The force of a phase transition At standard temperature and pressure, I fill a bottle to capacity with $N$ liters of water, then place a weight of mass $M$ kg on its opening to serve as a lid.  What values of $N$ and $T$, where $T$ is the temperature of the bottle, are sufficient to raise the lid?
 A: Easy!  Any value of $T$ will suffice.  (unless it's ice in a certain temperature range)
Since it's probably a reasonable expectation that you're talking about liquid, subcooled, water for the duration of the problem this is nothing more than multiplication.  The mass of the water is invariant from state $1$ to state $2$ at a higher temperature.
$$M = V \rho(T) $$
Then compute the difference in volume, here $\rho_f$ is the density of saturated fluid.  That is an approximate way to find the density of water by neglecting the compression effect due to pressure.

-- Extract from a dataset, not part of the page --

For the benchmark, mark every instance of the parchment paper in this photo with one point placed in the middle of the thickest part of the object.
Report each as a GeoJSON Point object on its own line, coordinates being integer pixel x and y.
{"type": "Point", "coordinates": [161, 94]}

$$\Delta V = M_2 - M_1 = V \left( \rho(T_1) - \rho(T_2) \right) \approx \left. V \frac{d\rho_f}{dT} \right|_{T_1}$$
Divide by area to find the distance it rises.
$$\Delta z = \left. \frac{V}{A} \frac{d\rho_f}{dT} \right|_{T_1} $$
This change will be positive provided that the derivative is positive.  The derivative is positive for the vast majority of materials and regions.  A notable exception is where the density vs. temperature for ice reverses for a small temperature region.